Bank of America posts $4.9 billion profit, as economic recovery heats up
Bank of America’s net income rose to $4.9 billion in the third quarter, up almost 50% from the prior quarter, according to the bank’s earnings released Wednesday morning.
The measure was down, though, from the same quarter in the year prior, when it made $5.8 billion. The bank’s shares fell 5.3%.
The Charlotte-based bank was boosted by a significant recovery in its consumer banking business. That section of the bank posted a $2.1 billion profit in the quarter, up from $71 million in the second quarter, mostly because it set aside substantially less to prepare for worsening defaults from its customers as a result of the ongoing coronavirus pandemic.
The bank as a whole put aside an additional $1.4 billion to prepare for coming losses on loans it has made, most of which came from the business lending wing of the firm. The bank has now set aside over $8 billion this year to gird for defaults from its customers.
“The past nine months have tested us and I’m proud to say that our teammates have responded extraordinarily well,” Chief Financial Officer Paul Donofrio said in a statement. “We have earned twice our dividend in every quarter since the crisis began.”
Profit in the bank’s markets operation, though, slid by more than half, to $857 million in the quarter from $1.9 billion in the second quarter as spending rose in the division by about $400 million.
So far, much of the forecast economic pain from the coronavirus pandemic has been deferred, with most vulnerable mortgages in forbearance and many struggling companies able to tap debt markets to spread costs out over time.
CEO Brian Moynihan said on a call with Wall Street analysts that the third quarter saw the spending habits of the bank’s customers return to pre-pandemic levels in the third quarter.
Returning reserves
If the economic recovery is better than the bank anticipates, then the reserves it put away won’t need to actually count as a loss. In an unusual step, as many see lingering economic uncertainty, the bank actually returned $179 million of the reserves it set aside earlier in the crisis.
The release, which came from the reserves the bank has on credit cards, was due to an improving economic outlook and because for some card balances that may have been potentially troubled, “those people have basically paid us,” Moynihan said on a call with reporters Wednesday morning.

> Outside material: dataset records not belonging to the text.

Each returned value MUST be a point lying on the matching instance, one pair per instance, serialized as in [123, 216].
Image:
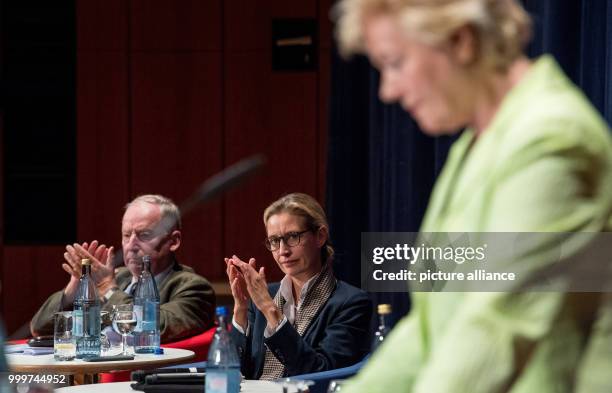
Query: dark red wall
[169, 92]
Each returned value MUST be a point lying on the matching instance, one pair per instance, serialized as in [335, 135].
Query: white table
[248, 386]
[47, 365]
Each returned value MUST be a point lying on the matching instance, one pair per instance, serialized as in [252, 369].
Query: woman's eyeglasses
[290, 239]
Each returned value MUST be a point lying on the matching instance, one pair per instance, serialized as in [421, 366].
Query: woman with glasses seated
[308, 322]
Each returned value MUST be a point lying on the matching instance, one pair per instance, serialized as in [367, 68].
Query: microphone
[229, 178]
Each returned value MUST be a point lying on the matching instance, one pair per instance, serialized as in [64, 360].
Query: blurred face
[303, 260]
[427, 81]
[143, 233]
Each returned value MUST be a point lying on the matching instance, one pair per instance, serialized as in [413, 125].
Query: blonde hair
[170, 213]
[502, 27]
[305, 206]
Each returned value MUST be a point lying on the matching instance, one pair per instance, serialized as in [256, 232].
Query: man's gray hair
[171, 215]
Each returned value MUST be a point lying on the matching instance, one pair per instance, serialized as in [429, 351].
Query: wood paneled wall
[169, 92]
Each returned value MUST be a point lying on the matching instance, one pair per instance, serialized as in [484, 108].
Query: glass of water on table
[124, 323]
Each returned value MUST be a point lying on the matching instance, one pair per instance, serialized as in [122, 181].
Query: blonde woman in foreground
[535, 156]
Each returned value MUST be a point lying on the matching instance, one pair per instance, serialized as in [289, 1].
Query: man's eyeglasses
[290, 239]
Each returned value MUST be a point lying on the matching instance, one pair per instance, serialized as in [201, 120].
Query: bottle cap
[384, 309]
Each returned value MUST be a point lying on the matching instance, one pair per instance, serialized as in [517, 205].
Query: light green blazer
[543, 165]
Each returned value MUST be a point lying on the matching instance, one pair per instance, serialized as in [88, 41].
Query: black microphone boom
[221, 182]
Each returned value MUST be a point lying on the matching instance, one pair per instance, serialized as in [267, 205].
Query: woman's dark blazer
[339, 336]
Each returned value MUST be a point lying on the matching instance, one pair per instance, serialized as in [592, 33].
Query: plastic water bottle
[384, 310]
[87, 315]
[146, 306]
[223, 365]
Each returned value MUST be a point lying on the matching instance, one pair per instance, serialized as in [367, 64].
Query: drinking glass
[335, 386]
[124, 323]
[105, 320]
[294, 385]
[64, 343]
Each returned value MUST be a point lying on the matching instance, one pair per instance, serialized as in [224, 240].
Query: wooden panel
[102, 140]
[274, 114]
[102, 24]
[324, 87]
[326, 28]
[35, 273]
[176, 142]
[248, 24]
[171, 25]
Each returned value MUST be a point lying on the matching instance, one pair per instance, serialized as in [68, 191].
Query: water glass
[64, 342]
[335, 386]
[125, 320]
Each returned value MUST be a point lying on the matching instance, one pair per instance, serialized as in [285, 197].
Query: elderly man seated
[151, 226]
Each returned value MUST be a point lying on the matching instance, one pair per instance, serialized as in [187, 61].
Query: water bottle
[146, 306]
[384, 310]
[223, 365]
[86, 315]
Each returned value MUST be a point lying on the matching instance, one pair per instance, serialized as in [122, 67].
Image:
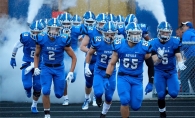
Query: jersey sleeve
[66, 40]
[83, 30]
[117, 44]
[147, 46]
[39, 38]
[176, 42]
[24, 37]
[96, 41]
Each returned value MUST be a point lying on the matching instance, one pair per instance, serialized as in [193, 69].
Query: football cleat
[94, 101]
[86, 104]
[99, 102]
[66, 102]
[34, 110]
[28, 93]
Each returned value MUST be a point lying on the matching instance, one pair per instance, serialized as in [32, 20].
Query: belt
[123, 74]
[52, 65]
[102, 68]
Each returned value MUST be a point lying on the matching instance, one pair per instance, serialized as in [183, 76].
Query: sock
[65, 97]
[87, 96]
[34, 103]
[47, 111]
[106, 107]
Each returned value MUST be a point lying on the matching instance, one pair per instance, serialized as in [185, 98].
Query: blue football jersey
[131, 58]
[76, 31]
[169, 59]
[53, 51]
[92, 32]
[103, 50]
[28, 47]
[121, 30]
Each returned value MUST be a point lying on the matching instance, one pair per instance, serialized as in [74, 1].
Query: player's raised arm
[84, 43]
[112, 63]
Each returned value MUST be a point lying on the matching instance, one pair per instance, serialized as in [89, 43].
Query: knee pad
[89, 82]
[37, 93]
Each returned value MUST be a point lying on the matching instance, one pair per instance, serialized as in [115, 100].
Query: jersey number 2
[51, 55]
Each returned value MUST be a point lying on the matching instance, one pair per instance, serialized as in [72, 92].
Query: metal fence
[187, 76]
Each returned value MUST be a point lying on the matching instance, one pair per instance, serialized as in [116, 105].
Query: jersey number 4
[105, 57]
[51, 55]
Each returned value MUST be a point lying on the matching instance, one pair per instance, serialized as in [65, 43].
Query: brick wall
[3, 7]
[186, 11]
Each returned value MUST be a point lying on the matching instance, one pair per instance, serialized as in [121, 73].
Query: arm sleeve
[150, 64]
[16, 46]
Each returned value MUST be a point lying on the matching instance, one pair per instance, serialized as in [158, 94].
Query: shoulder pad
[146, 45]
[42, 33]
[66, 40]
[117, 43]
[40, 39]
[25, 36]
[96, 41]
[176, 41]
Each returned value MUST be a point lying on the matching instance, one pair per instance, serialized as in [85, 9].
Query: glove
[160, 53]
[29, 68]
[148, 88]
[37, 71]
[181, 65]
[69, 77]
[87, 70]
[106, 83]
[13, 62]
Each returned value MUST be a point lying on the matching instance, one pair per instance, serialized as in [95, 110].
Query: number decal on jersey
[90, 28]
[32, 54]
[126, 63]
[165, 59]
[98, 38]
[105, 57]
[145, 43]
[51, 55]
[120, 26]
[118, 40]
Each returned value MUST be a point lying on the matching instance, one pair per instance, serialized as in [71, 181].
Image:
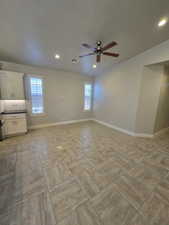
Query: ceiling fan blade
[111, 54]
[110, 45]
[88, 46]
[98, 58]
[92, 53]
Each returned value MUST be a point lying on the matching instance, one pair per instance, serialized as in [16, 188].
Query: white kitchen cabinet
[14, 124]
[11, 85]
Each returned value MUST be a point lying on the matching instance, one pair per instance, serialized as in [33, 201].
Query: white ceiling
[32, 31]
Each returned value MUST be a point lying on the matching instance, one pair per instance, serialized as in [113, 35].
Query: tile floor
[84, 174]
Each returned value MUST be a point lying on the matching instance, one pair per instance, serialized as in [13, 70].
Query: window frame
[91, 97]
[38, 77]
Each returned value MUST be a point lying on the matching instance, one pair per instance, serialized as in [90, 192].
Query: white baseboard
[58, 123]
[161, 131]
[124, 131]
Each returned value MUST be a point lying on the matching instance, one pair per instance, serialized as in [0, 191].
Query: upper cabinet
[11, 85]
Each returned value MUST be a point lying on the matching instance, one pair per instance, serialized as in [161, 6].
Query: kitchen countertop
[13, 112]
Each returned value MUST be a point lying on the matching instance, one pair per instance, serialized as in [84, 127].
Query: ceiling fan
[100, 50]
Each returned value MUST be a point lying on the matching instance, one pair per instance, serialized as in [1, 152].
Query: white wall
[63, 94]
[162, 117]
[117, 93]
[148, 98]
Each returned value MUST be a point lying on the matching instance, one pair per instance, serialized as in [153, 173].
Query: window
[36, 95]
[87, 96]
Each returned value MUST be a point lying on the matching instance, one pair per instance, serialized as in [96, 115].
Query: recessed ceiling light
[74, 60]
[162, 22]
[57, 56]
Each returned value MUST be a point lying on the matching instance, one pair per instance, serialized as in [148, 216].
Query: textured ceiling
[32, 31]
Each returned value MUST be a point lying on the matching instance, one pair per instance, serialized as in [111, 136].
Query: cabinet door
[11, 85]
[14, 126]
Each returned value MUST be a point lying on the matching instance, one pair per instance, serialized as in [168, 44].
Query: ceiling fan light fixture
[162, 22]
[57, 56]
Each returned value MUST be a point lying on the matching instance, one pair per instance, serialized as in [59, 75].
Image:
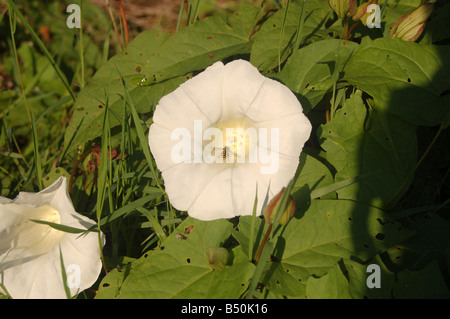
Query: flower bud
[217, 257]
[343, 7]
[410, 26]
[271, 209]
[361, 12]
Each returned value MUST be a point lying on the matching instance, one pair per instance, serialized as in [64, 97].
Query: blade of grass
[301, 20]
[37, 156]
[42, 47]
[130, 207]
[283, 25]
[81, 45]
[102, 177]
[140, 132]
[64, 275]
[180, 15]
[252, 229]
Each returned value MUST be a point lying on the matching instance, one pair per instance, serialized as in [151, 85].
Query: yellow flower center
[238, 141]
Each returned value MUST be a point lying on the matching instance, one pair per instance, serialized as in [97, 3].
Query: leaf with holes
[308, 72]
[276, 38]
[333, 285]
[153, 65]
[311, 244]
[405, 78]
[377, 147]
[313, 175]
[181, 268]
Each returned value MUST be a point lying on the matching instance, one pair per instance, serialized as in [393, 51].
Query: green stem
[266, 236]
[81, 45]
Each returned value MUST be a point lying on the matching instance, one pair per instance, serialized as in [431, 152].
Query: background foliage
[373, 182]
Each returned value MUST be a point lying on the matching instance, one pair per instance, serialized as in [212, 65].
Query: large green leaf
[312, 244]
[405, 78]
[308, 72]
[153, 65]
[276, 38]
[358, 275]
[333, 285]
[313, 175]
[180, 267]
[378, 147]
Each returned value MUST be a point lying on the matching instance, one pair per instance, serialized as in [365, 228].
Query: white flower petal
[185, 182]
[215, 201]
[242, 83]
[30, 252]
[235, 96]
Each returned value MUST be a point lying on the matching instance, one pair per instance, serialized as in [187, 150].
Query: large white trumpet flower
[30, 252]
[223, 132]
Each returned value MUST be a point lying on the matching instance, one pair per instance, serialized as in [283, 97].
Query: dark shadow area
[419, 266]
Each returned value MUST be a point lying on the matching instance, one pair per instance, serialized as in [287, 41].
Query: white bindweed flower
[30, 264]
[223, 134]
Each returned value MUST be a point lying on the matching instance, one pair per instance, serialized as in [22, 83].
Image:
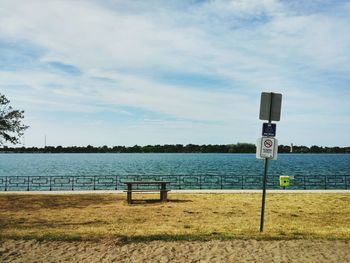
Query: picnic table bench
[163, 191]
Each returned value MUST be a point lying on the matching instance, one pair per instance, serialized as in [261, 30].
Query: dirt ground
[184, 251]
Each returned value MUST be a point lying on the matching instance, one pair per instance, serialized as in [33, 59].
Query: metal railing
[116, 182]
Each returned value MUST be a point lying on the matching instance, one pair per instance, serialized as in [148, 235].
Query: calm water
[170, 164]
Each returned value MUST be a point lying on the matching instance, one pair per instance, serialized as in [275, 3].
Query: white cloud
[122, 48]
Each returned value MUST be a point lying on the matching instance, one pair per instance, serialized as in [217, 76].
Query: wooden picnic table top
[147, 182]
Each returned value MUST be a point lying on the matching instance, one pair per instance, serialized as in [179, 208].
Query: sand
[159, 251]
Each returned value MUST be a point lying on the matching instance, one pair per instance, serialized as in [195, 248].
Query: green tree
[11, 127]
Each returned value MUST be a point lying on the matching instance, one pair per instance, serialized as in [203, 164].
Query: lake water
[212, 167]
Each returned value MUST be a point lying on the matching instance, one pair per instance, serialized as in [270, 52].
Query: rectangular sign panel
[267, 148]
[269, 129]
[270, 103]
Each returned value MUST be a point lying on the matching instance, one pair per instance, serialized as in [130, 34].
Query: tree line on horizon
[172, 148]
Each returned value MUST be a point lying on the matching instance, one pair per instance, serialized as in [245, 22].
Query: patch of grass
[184, 217]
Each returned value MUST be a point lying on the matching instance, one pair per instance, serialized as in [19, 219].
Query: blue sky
[166, 72]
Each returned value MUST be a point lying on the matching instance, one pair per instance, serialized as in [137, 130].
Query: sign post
[270, 109]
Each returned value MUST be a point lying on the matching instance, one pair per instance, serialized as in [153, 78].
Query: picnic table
[161, 188]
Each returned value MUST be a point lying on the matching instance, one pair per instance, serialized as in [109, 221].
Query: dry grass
[184, 217]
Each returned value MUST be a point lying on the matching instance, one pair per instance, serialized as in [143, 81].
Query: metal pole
[263, 197]
[265, 177]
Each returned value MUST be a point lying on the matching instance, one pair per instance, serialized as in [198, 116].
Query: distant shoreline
[174, 148]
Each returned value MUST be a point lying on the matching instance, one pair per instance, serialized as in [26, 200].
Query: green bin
[284, 180]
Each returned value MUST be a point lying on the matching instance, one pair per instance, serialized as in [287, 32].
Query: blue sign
[269, 129]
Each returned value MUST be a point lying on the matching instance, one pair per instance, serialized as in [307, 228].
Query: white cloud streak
[122, 48]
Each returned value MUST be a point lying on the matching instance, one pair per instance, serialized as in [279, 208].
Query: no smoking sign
[267, 147]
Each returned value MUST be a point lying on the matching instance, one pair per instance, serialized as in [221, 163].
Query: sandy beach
[160, 251]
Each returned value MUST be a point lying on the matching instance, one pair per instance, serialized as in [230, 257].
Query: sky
[114, 72]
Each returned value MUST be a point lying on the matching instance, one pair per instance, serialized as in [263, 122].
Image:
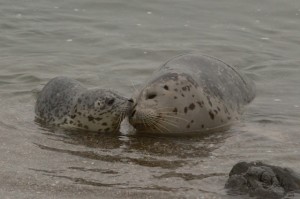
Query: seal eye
[151, 96]
[110, 101]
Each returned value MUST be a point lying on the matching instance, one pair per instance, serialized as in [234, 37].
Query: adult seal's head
[66, 102]
[191, 94]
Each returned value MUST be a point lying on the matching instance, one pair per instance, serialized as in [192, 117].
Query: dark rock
[262, 180]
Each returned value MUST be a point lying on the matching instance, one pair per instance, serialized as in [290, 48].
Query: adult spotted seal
[67, 103]
[189, 94]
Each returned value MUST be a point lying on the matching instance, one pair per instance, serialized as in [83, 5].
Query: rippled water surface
[116, 44]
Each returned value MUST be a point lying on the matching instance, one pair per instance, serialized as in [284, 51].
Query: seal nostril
[133, 112]
[151, 96]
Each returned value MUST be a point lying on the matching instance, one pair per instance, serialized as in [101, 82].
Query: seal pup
[190, 94]
[66, 102]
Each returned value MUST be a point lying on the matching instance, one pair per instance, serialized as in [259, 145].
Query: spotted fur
[191, 94]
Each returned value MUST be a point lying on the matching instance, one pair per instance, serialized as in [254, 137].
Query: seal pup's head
[100, 110]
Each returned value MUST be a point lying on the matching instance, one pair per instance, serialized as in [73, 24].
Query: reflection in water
[165, 154]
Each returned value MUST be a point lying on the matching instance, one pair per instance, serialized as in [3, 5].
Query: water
[114, 44]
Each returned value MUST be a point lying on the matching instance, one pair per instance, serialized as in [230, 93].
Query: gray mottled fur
[66, 102]
[191, 93]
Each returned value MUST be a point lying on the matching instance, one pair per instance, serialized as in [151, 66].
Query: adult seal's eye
[109, 101]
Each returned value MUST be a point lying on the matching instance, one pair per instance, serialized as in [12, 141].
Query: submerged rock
[262, 180]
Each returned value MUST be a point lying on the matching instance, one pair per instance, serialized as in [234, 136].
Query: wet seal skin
[191, 93]
[67, 103]
[262, 180]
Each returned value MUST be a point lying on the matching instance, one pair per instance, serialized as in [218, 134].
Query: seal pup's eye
[110, 101]
[98, 103]
[151, 96]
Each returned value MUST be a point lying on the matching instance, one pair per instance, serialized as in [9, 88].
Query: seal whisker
[151, 123]
[162, 126]
[173, 113]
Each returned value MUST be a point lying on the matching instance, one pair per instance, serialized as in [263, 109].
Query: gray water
[117, 44]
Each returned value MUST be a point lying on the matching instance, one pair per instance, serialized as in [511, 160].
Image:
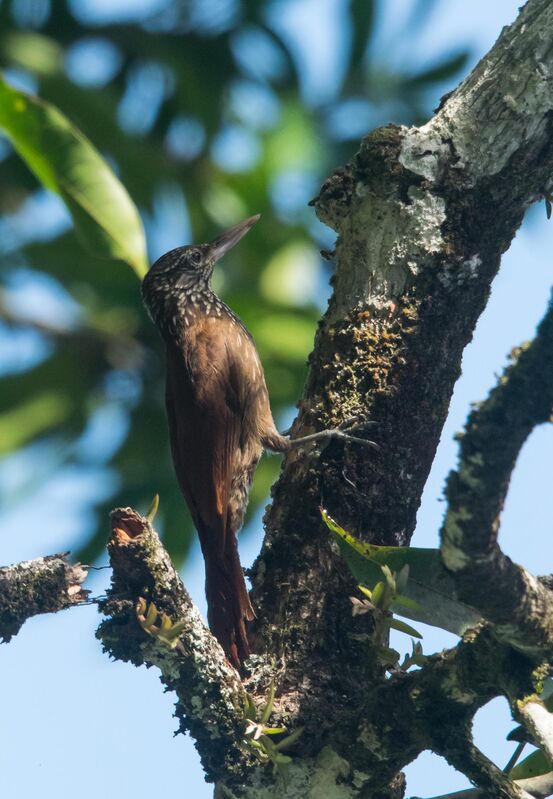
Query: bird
[219, 419]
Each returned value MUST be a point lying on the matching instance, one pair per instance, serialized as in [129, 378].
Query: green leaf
[65, 162]
[21, 424]
[362, 21]
[532, 766]
[406, 602]
[403, 627]
[429, 584]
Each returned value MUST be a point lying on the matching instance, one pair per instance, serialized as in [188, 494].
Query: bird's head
[188, 269]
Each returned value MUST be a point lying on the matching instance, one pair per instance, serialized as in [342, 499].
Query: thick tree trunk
[423, 216]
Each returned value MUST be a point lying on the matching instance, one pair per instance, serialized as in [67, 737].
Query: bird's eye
[195, 257]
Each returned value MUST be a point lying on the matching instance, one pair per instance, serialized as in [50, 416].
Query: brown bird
[219, 419]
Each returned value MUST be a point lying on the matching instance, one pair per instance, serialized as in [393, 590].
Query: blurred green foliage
[200, 106]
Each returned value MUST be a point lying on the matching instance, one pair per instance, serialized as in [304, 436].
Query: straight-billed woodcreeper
[219, 419]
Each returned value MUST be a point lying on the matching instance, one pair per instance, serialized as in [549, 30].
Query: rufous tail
[228, 603]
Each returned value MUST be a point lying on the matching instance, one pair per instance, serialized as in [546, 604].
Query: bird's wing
[207, 395]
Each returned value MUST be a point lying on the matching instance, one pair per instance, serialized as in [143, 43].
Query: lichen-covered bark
[520, 606]
[210, 696]
[423, 216]
[43, 585]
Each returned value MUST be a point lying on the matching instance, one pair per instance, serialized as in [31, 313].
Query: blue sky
[72, 721]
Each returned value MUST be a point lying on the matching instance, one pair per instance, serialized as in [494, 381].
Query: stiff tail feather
[228, 603]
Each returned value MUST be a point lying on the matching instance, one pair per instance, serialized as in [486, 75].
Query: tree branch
[423, 216]
[43, 585]
[520, 606]
[210, 696]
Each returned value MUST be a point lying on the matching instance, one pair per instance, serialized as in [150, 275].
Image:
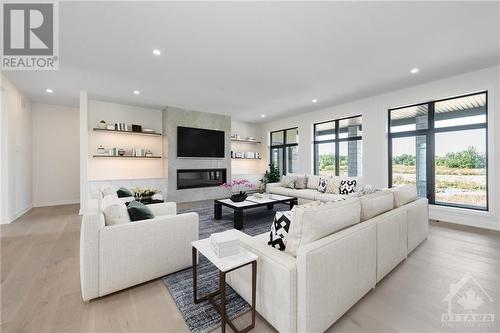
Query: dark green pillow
[139, 211]
[124, 192]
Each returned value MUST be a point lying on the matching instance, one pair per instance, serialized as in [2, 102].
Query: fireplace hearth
[195, 178]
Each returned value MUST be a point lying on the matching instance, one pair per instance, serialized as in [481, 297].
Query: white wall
[15, 152]
[55, 155]
[374, 112]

The bank, which employs 16,000 in Charlotte, has said it won’t lay people off this year due to the pandemic. Still, attrition led the total headcount at the bank to drop by 3,000 in the quarter, Moynihan said.
Crosstown peer Wells Fargo, which is in a much more difficult financial position, has pledged $10 billion in cost cuts, which will mostly consist of layoffs. The San Francisco-based bank, which employs 27,000 people in Charlotte, reports its third-quarter earnings later Wednesday morning.